Het laatste weekende van september kenmerkt zich op zaterdag al door natte omstandigheden. Daags tevoren vrees ik dat we de bijna 100 km lange rit niet zullen rijden. Maar als ik om half acht de buienradar open lijkt dat zeker in de ochtend erg mee te vallen. Nabij zwembad de Schelp staat tegen negenen al een groepje met ongeveer 20 leden te wachten en zodra de laatsten zich hebben gemeld worden we door Rene nog gebriefd met de laatste informatie over de rit. We zullen i.v.m. modder en steenslag op de wegen in de Bathpolderen de Hinkelenoordpolder opnieuw geen finale Ossendrecht rijden maar via Huijbergen naar de Wouwse Tol. Achtereenvolgens komen Arjan, Richard en Daan aan 't woord met nog een klein intermezzo van mezelf..

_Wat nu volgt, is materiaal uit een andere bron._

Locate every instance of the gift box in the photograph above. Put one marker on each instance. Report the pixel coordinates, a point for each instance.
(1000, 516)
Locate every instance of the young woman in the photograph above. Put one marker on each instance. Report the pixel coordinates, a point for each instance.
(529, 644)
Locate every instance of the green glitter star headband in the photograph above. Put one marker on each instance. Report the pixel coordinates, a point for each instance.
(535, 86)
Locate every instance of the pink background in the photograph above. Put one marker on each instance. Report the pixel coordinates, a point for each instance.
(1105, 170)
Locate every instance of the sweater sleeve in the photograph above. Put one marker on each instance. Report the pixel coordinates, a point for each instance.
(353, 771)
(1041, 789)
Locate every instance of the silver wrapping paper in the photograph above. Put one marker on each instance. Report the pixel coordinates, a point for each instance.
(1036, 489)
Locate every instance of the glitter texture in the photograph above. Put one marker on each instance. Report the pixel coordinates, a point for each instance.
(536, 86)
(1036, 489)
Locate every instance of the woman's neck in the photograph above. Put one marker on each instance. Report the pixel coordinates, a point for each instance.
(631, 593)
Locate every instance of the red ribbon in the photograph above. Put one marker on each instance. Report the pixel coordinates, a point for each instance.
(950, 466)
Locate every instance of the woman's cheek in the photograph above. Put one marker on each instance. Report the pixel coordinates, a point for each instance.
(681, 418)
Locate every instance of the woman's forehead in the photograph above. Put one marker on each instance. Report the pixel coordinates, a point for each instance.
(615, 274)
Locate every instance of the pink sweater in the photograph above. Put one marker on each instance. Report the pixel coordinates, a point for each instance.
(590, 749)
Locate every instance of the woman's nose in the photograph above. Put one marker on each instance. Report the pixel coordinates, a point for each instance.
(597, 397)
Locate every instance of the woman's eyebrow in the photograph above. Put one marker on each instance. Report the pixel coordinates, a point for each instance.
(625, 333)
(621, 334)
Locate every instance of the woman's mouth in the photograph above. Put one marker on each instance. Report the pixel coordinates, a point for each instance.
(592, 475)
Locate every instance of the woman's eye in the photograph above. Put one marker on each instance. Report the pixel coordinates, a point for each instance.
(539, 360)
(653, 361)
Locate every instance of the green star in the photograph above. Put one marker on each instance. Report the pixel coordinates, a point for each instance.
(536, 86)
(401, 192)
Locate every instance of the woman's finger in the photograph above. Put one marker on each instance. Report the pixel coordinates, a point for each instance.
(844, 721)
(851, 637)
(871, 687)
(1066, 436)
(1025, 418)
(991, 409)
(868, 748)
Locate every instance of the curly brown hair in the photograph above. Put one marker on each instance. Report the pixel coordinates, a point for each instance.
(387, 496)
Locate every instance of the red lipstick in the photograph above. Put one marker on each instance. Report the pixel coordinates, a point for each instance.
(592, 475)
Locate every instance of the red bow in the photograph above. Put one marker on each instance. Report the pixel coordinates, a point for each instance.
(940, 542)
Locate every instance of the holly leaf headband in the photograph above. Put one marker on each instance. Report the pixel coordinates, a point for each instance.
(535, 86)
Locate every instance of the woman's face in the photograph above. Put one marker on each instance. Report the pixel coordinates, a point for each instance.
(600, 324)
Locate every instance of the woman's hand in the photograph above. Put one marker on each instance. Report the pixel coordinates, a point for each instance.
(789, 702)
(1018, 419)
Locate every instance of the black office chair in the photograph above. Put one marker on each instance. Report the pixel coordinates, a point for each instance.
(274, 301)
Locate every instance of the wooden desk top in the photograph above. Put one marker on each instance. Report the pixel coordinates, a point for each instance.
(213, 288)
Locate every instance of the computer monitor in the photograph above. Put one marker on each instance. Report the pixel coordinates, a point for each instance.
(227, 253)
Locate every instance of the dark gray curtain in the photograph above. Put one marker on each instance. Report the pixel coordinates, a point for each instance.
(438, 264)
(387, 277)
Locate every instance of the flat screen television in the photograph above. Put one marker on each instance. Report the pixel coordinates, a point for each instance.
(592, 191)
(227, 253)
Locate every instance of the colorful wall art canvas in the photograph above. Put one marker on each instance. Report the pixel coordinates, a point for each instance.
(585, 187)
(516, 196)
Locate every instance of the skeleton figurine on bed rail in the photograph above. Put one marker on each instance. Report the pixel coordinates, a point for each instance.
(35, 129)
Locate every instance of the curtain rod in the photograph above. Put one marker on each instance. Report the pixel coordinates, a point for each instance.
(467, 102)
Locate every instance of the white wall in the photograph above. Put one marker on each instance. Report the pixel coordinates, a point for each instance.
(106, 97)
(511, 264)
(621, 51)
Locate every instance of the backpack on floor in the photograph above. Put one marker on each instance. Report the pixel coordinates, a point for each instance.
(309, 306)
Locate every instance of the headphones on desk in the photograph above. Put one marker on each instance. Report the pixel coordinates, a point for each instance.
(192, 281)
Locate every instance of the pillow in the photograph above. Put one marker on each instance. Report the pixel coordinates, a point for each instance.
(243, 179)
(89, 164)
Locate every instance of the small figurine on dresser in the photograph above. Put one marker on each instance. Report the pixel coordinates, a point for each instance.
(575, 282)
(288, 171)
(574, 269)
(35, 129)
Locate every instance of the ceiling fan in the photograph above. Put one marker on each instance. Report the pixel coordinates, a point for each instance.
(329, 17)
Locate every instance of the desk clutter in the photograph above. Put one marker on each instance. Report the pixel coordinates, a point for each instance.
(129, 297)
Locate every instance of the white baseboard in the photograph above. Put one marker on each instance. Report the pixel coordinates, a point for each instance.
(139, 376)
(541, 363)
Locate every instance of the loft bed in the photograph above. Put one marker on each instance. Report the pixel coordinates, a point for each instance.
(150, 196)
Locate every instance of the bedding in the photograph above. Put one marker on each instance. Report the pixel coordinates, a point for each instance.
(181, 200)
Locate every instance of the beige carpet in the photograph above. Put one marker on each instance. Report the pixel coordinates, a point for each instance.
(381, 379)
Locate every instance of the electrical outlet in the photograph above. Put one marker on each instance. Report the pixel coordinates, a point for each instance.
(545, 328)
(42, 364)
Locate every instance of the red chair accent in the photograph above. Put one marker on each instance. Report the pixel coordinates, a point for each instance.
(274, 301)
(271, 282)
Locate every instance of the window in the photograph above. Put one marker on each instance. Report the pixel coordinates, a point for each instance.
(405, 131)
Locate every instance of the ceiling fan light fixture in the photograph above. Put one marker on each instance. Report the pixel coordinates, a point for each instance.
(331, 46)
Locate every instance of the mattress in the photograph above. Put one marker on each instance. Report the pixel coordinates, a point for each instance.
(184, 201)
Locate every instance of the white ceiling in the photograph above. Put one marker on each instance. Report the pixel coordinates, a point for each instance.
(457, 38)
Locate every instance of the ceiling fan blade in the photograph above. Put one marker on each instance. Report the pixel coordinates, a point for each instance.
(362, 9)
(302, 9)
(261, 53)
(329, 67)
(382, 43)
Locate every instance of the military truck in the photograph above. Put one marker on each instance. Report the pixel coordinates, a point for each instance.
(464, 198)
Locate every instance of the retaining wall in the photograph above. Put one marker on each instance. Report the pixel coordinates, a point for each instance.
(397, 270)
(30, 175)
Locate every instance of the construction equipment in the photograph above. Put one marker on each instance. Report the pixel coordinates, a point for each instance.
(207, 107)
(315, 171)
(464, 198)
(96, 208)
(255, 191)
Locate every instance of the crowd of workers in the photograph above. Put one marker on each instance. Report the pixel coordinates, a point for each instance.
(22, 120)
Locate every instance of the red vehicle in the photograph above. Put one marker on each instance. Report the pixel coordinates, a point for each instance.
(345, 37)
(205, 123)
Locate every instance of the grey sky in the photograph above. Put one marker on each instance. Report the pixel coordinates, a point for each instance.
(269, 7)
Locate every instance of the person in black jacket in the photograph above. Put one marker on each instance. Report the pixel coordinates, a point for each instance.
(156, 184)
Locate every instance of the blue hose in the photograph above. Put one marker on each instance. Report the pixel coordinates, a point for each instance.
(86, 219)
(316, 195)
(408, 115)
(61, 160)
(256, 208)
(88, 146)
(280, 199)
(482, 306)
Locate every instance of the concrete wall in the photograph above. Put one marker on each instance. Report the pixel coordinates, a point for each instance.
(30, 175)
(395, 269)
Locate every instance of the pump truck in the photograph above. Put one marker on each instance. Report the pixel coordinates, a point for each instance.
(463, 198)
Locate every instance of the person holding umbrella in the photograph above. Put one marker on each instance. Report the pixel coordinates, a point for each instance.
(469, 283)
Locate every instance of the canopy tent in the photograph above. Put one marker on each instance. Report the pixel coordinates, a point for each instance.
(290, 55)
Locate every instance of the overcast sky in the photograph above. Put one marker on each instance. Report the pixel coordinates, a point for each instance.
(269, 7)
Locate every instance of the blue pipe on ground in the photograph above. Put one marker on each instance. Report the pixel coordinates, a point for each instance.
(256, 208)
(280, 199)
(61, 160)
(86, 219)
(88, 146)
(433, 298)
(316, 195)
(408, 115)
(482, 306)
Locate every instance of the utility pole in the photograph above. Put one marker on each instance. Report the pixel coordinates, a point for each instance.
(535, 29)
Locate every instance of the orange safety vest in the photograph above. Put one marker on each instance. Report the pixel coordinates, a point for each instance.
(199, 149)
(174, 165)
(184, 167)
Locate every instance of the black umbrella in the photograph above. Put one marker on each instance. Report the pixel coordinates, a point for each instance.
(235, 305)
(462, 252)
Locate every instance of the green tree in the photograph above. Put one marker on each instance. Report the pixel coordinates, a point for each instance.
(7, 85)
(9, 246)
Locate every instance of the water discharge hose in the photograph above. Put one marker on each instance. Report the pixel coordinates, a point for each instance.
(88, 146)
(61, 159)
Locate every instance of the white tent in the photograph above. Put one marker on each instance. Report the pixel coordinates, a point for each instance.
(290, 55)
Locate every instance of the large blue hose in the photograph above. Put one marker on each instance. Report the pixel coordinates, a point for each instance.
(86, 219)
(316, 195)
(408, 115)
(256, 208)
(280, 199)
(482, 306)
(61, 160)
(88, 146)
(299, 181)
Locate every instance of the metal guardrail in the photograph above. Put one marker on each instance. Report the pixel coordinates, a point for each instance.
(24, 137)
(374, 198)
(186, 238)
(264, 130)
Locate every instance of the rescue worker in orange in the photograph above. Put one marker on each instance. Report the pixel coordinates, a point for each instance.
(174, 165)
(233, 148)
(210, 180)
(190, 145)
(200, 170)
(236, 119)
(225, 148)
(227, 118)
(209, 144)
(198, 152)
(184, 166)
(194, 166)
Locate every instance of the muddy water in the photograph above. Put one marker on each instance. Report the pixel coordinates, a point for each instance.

26 september, 2010 – rit via Vlake

Het was nog stil in huis, deze zondag ochtend tegen half acht, toen ik beneden een paar boterhammen zat op te eten. Buiten was het nat, al regende het niet meer. Het blad aan de bomen in de tuin begon al te verkleuren. De herfst was echt begonnen nu. De thermometer gaf 8 graden aan. Een kleine rilling liep over mijn rug. “Wat sta je naar buiten te kijken?” Het was Hilde, die naar beneden was gekomen, “Ga je fietsen, pa?”. “Ja, natuurlijk!”, zei ik stellig, meer om mezelf te overtuigen dan mijn dochtertje. “Kijk daar, blauwe lucht”, en ik wees naar een klein, fragiel stukje blauw tussen heel veel wit, grijs en donkergrijs. “Waar fiesten jullie naar toe deze keer?” “Naar Vlake, dat ligt in Zeeland”. Ze was even stil. “Is dat niet heel ver weg? Dan moet je toch met het vliegtuig?” Oja. Gisteravond had ik met haar nog even haar wereldbol bekeken. Australie en Nieuw Zeeland hadden indruk gemaakt, wat daar liepen ze onderste boven. Ik lachte Hilde toe. “Welnee, da’s gewoon een eindje die kant op” en ik wees naar het westen, waar het kleine, blauwe stukje lucht inmiddels weer verdwenen was. “Nou, zet ‘m op dan. En doe je best!” En weg was ze weer.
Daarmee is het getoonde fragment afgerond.